Student Accommodation Blog

How To Start a Social Life on Campus


There is a lot of excitement about starting fresh in a foreign city, but there is also a lot that can be a little scary. Tisan has started her business programme at Greenwich College and tells us all about the butterflies in her stomach.

"I have been excited about starting my studies for several months, and being a new student feels unfamiliar, new and exciting, at the same time as it is tiring, fun and very challenging with a completely new environment. Living at UniLodge has made the transition much easier for me, as I got to meet people from all over the world that shared similar feelings."

Tisan has been active during the orientation week at her college and Reslife events at UniLodge, and thinks that participation in these activities has paid off.

"I have participated in all the social things that have happened after school, and contacted my fellow students from the first day. The orientation days and induction dinners at Lincoln House creates an incredibly good unity. It is very important to be open and friendly. After all, it is at the beginning of the studies that one lays the foundation for one’s “student circle of friends”. It is also much easier to get to know others when everyone actually does not know anyone, than to come in later when groups have already begun to establish themselves."
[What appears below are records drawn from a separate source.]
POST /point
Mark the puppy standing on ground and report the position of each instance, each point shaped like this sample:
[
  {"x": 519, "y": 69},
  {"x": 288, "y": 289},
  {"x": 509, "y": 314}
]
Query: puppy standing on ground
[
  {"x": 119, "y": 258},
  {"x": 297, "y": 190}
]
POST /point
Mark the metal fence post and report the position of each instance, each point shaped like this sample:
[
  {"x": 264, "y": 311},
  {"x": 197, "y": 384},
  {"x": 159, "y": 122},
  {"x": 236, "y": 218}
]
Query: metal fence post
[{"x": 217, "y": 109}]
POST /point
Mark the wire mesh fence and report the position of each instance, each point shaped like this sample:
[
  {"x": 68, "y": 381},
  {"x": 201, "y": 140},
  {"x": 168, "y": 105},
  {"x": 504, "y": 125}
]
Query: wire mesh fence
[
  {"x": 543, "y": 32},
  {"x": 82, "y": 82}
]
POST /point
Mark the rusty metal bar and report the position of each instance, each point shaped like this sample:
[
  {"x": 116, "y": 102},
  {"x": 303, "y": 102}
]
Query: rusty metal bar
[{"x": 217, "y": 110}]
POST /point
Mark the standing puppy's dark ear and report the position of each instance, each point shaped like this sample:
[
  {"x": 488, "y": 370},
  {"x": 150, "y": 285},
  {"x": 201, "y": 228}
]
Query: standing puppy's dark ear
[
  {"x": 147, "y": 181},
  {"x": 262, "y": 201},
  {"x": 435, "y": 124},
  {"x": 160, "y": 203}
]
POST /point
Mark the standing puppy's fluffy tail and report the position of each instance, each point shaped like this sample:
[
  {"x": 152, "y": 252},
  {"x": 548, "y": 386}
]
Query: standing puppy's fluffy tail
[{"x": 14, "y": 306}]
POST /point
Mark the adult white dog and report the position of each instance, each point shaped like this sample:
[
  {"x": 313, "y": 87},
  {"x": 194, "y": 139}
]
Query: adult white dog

Tisan points out that it is not necessary to participate in the orientation weeks to get into the social environment, but that it does not hurt either. The orientation week gives a soft start to student life by facilitating the creation of new social relationships. You will easily be able to meet people in the same situation as yourself and join activities together to get to know each other better. The social relationships that are created can be strongly linked to further wellbeing as a student and can also link students together in academic settings. Life as a student opens up for exploration of many parts of yourself – and there might be challenges both academically, socially and financially. Moving away from home and having to take full responsibility for one’s own life can be difficult. Tisan advises new students who have difficulties adapting to the new life to talk to someone. It can be a counsellor, a friend or a family member. It is also important to be open for new things. Often - there is not much to fear either.

"Don’t be afraid to join in on what is happening, or to talk to someone. In the beginning, a 'hello' is often enough for a further conversation. It is important to remember that you are not alone, but that everyone is in the same situation as you."